Life in this house is like some interesting informercial for retirement. I sat around all morning writing (completely re-did all the crap I was previously calling chapter 8 and now it’s much better) while the two of them argued about such inanities as: why my stepmother wasn’t breathing a word to my father about the plot of my book; why my stepmother ordered plastic pineapple plants when she hates pineapples; why their neighbor talks so much; why we have to listen to the Steve Harvey show at full volume; and why my stepmother is so nervous about “rescuing” (i.e. buying off a breeder) a new cat.

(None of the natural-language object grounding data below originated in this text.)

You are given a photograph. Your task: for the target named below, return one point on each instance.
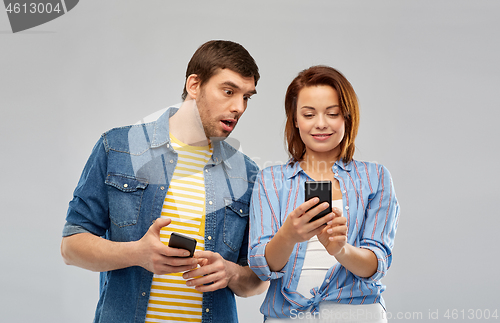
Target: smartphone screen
(181, 241)
(323, 190)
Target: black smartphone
(181, 241)
(323, 190)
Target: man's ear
(193, 86)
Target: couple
(143, 182)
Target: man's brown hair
(322, 75)
(220, 54)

It made for some great writing actually. I had to really enter an alternate universe to ignore their constant bickering (weirdly… most functional marriage I have ever witnessed). I’m thinking my next project is going to be a non-fiction, personal study of happiness… Whatever this dysfunctional life these two have built for themselves, it is… counterintuitively, very… functional. (There’s a beautiful irony in that.)

Chapter 8 was really giving me hell. My main character, Bean, was making a new best friend. I apparently have no idea how people make best friends. Not surprising because (outside of the boyfriend… and we still have no idea how we suckered him into this relationship, but Creative Factory and I were pretty determined to gain access to his pool) I haven’t made a best friend in about 5 years. After a certain point with people, you fall so easily into a certain kind of conversation that you stop thinking about what to say to each other. I barely remember meeting the Creative Factory (namely, there was alcohol), yet alone how we ended up getting to the point where we… not finishing each other’s sentences, we’re past that now.

How do you make a best friend when you’re 11 and terminally awkward? (Clearly, I didn’t have much companionship at that age.)

Does this mean…. I have to go out into the world and be nice to people? I’m not very good at that.